O cinema de Hitchcock é conhecido pelo “olhar masculino” e por experiências traumatizantes para mulheres (dentro e fora das tramas). A própria Janet afirma em entrevista que os banhos em chuveiros foram drasticamente alterados pela gravação do longa, uma vez que não conseguia mais se banhar tranquilamente, sem o medo de ser assassinada – assim como ocorreu em Psicose. Algo que precisamos refletir é: esse sentimento de insegurança da atriz com um ato simples torna-se também um reflexo da sensação de ser mulher nesse mundo. 

Estamos sendo mortas, feridas e julgadas somente por existir, e a cultura representa – e reforça – tudo isso de maneira brutal. Os olhares masculinos voltados para Marion desde o início, quando Cassidy lança um olhar lascivo sobre a mulher; o policial que a persegue e aborda na estrada; ou mesmo Norman, que a observa se despir por um buraco na parede. Podemos pensar ainda nas câmeras, que a observam na cena inicial do filme, quando ela está no quarto de hotel com Sam (John Gavin) seminua ou mesmo na cena do chuveiro, na qual observamos pedaços dela. 

Isso se constitui como “tradição” e dá a impressão de que é um lugar intocável, que não pode ser criticado, seja no cinema ou na literatura. No entanto, o que elaboramos com a mostra O Horror Tem Corpo de Mulher é que essas expressões artísticas precisam ser questionadas e nos trazer incômodos, uma vez que nossos corpos e subjetividades vêm sendo colocadas como centro da violência – seja como vítima, veículo ou vilã. 

Dentre os comentários feitos durante a exibição do filme, pensamos também sobre o “complexo materno masculino” que fala de sujeitos que não desenvolvem sua independência e, claro, sobre o Complexo de Édipo, já que Norman demonstra um fascínio e obsessão pela figura de sua mãe – da qual, inclusive, utiliza as roupas e performa essa figura. No entanto, esses temas dizem respeito à área da psicologia e psicanálise, nas quais não possuo o devido aprofundamento.  

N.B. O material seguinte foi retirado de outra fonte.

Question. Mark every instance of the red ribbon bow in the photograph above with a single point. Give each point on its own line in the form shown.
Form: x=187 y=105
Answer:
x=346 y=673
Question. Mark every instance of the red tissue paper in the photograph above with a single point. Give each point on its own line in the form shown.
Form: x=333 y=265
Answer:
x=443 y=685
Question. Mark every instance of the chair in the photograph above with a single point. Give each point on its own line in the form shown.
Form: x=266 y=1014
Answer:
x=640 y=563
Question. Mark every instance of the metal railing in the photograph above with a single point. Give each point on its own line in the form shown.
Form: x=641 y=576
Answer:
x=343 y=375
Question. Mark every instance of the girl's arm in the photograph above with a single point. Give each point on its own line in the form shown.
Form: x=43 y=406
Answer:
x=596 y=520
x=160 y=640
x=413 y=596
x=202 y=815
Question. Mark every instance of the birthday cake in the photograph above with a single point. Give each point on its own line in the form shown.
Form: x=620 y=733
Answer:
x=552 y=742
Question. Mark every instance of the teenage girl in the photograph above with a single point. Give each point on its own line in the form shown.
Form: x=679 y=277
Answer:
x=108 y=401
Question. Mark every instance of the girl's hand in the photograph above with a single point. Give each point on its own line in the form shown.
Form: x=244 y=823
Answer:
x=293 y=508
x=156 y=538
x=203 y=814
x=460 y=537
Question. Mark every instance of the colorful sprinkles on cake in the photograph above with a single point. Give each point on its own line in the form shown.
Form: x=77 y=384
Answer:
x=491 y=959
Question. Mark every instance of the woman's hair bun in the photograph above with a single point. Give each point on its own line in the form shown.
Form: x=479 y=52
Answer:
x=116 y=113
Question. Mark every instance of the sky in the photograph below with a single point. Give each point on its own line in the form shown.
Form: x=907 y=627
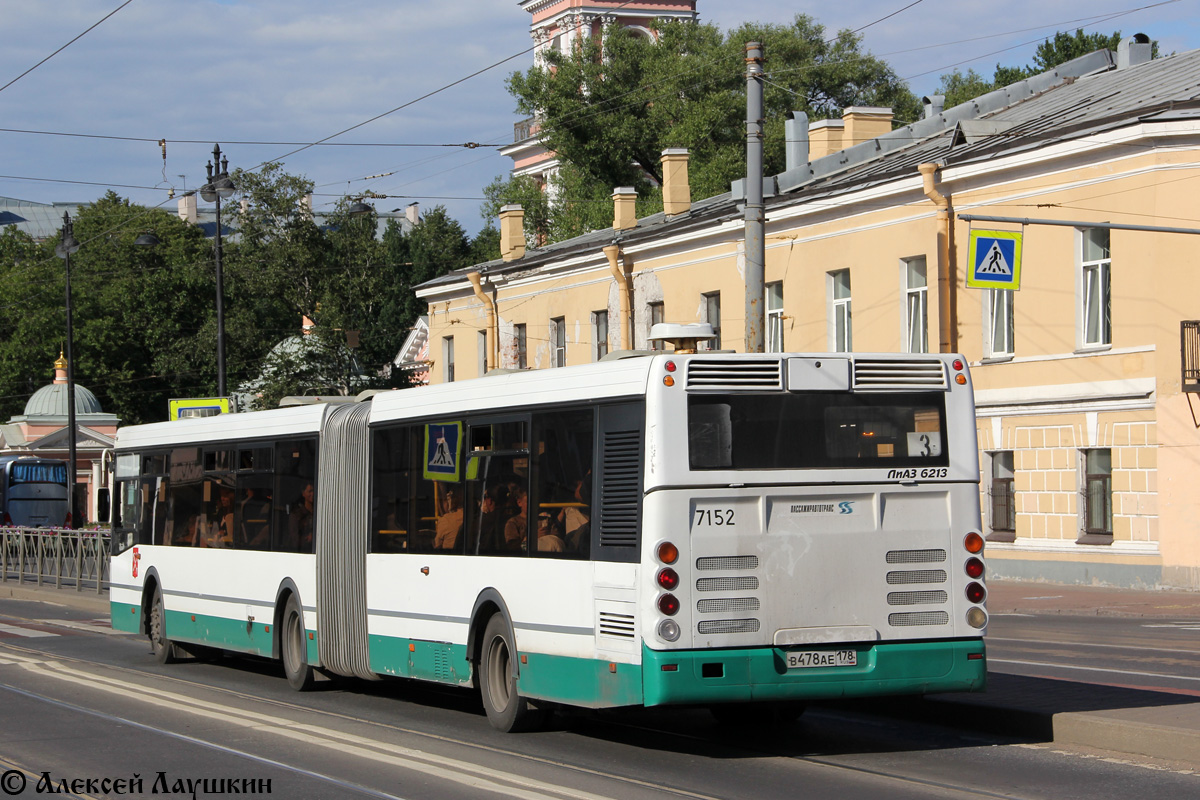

Os significados clínicos de “psicose” apontam para sintoma de doença psíquica ou a perda de contato com a realidade, causando delírios, alucinações ou confusão mental. No filme, quem acaba sendo mais atravessado por esse processo é Norman, que os manifesta sobre e com os corpos femininos tudo o que sente. Que daqui em diante possamos ver representações menos violentas e trágicas para as mulheres – não só no cinema de horror, mas em todos. 

Alguns textos me auxiliaram na construção dessa crítica: 

Crítica | Psicose (1960) 

Psicose: Veja como o filme traumatizou Janet Leigh 

The Male Gaze in Alfred Hitchcock’s Psycho | English 245: Film Form and Culture 

Serviço: 

Título Original: Psycho
Onde assistir: Telecine 
Gênero: Terror, Mistério
Classificação: 14 anos (A14)
Nossa classificação: 16 anos (A16)
Justificativa: O filme contém representações de violência e o corpo feminino atua como vetor.